30-06-2023
Gaetano Trovato, chef del ristorante Arnolfo, due stelle Michelin a Colle di Val d'Elsa (Siena)
Per noi di Identità Golose non esistono disparità di valore tra sala e cucina: il ristorante è un piccolo universo che ne riflette la necessaria complementarità. Ecco perché non è passato inosservato il problema del personale nella ristorazione, relativamente al mondo della sala come accade da anni, ma ormai anche in brigata.
Abbiamo così avviato un’inchiesta coinvolgendo diversi tra i restaurant manager e i patron di tutta Italia, chiedendo loro di condividere le proprie riflessioni e, ove possibile, le potenziali soluzioni alle criticità che il settore vive oggigiorno.
Nella casa di Gaetano Trovato, Arnolfo, il ristorante 2 stelle Michelin a Colle di Val d’Elsa in provincia di Siena, la difficoltà nel reperire personale di sala non appare così marcata. Ma è opportuno fare sin da subito una distinzione: personale c’è, eppure la grande difficoltà per un ristoratore oggi è trovare personale qualificato e serio, ossia chi prende un impegno e lo porta al termine.

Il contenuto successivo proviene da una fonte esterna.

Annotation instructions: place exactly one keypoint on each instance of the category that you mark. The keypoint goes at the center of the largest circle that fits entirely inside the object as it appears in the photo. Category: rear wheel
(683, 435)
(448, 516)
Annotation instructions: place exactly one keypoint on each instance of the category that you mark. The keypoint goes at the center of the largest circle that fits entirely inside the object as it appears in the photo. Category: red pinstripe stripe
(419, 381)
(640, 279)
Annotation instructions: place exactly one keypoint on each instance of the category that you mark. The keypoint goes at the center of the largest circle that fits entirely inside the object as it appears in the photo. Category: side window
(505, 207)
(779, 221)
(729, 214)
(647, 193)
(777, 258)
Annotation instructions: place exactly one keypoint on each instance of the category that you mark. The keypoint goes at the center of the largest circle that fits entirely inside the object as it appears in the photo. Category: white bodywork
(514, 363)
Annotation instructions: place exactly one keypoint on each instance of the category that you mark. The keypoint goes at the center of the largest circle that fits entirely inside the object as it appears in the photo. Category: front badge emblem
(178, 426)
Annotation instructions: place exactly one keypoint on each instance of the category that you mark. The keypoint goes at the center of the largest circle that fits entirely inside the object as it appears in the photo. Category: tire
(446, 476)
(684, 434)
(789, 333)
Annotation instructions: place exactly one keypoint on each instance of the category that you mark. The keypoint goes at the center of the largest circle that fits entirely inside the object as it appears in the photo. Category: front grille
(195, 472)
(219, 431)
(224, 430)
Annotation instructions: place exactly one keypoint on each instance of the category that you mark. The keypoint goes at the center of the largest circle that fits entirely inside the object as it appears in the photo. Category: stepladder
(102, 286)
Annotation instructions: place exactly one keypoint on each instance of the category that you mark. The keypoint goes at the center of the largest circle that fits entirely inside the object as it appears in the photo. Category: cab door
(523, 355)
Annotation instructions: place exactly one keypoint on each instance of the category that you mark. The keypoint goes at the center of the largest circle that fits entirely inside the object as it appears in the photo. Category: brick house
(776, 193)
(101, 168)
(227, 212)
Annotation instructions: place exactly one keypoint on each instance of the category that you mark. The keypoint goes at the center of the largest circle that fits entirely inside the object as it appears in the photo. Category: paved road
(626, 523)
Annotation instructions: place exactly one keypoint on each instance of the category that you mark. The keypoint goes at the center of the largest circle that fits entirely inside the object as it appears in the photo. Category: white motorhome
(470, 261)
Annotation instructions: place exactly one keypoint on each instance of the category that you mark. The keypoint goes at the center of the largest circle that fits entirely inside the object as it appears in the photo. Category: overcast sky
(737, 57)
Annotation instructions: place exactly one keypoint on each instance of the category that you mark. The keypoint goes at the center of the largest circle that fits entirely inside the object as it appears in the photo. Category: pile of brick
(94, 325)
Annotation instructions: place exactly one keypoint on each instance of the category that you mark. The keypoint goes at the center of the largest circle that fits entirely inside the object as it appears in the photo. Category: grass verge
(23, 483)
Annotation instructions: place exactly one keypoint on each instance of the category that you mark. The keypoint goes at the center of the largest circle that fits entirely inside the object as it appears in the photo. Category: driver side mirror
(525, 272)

«Credo che sia mutato l’approccio al lavoro e con ciò non intendo giudicarlo né positivamente, né negativamente. – commenta Trovato, chef e patron-. C’è una costante nella nostra esistenza: il cambiamento. Cambiamo noi, cambiano le situazioni e gli stati d’animo. Sta sempre a noi comprendere e abbracciare il mutamento, muovendoci per ripristinare l’equilibro e la piacevolezza nella nostra vita e in ogni luogo di lavoro». Un’onda confusa, quella che ha destabilizzato lo stato delle cose che, secondo Trovato, arriva ancora prima del COVID. Probabilmente quest’ultimo ha portato a un’accelerazione del processo, ma di certo non l’ha generato.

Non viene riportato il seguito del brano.